Duncan high takes class to the ‘high seas’ – Duncan Banner

Posted: March 23, 2017 at 2:18 pm

Several dozen students of Duncan High School became the first do something never done before they successfully, or in some cases soggily, traversed the waters of the Simmons Center pool with only cardboard and duct tape boats to see them safely to the other side.

As part of the physics classes and the STEM class, students had to create a boat using nothing but cardboard and duct tape that had to float, be at least a meter long and carry one student.

Keely Cox, physics teacher, said it was a practical demonstration.

I was trying to show them that you can build a boat out of really heavy stuff if you do it right, she said. So they had to figure out buoyancy versus weight as long as the buoyant force is more, you are going to float no matter what you make it out of.

Gretchen Taylor, STEM teacher, said the students worked diligently with the concepts.
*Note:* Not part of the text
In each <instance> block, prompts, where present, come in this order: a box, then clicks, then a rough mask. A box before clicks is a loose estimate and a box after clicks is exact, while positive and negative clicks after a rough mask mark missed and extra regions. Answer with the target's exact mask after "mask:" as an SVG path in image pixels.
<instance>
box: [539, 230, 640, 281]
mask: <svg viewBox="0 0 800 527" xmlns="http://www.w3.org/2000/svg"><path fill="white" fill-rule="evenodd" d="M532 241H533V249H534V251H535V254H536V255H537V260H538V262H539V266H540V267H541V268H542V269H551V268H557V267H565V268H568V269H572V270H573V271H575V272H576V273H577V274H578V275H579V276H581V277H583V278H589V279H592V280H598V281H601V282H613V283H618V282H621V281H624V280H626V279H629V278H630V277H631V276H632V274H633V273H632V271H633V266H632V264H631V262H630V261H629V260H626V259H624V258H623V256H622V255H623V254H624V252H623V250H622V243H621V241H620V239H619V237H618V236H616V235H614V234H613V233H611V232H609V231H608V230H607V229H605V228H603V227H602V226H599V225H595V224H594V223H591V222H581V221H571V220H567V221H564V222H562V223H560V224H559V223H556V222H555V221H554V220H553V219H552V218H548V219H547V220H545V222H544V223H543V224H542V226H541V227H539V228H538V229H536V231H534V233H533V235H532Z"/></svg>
The concept was calculating the volume of the boat and that would get us the displacement and then you apply the density of water and use convert factors which we are big on this year to calculate the buoyancy factor, she said. This was a project that the students did on their own outside of class. It was a project that they worked on in the evening and on the weekends, even over spring break to build these boats.

Cox said it was also an exercise in cooperative skills.

The student groups went head-to-head as the boats were timed on their journey across the pool, until one boat was deemed the winner.

The a group of freshmen STEM class members came out on top, and 9th graders Anna McNurran, Lincoln Fitts, Ethan Howard and Jaxon Gregston had the fastest boat of the day.

McNurran said it took everyones input to get the boat ready.

It took a lot of all of our ideas putting them all together and discussing what we think would be best, what would work the best, she said.

Gregston, who manned the boat, said the group used a familiar model.

We tried to make it as close to an actual canoe possible, he said. We tried to keep it all one piece too so the water couldnt get in. (Because of) water displacement, there were some boats that were tipping over because there was only so much water being moved out of the way, so we had a flatter bottom that would keep us up right with out tipping.

All four agreed that getting to compete was a great experience.

Going head -to-head was really fun, Howard said. I liked to see that our boat actually worked in real life, not just on paper.

The teacher hoped to do this again next year because the students had a great time and learned the concepts well.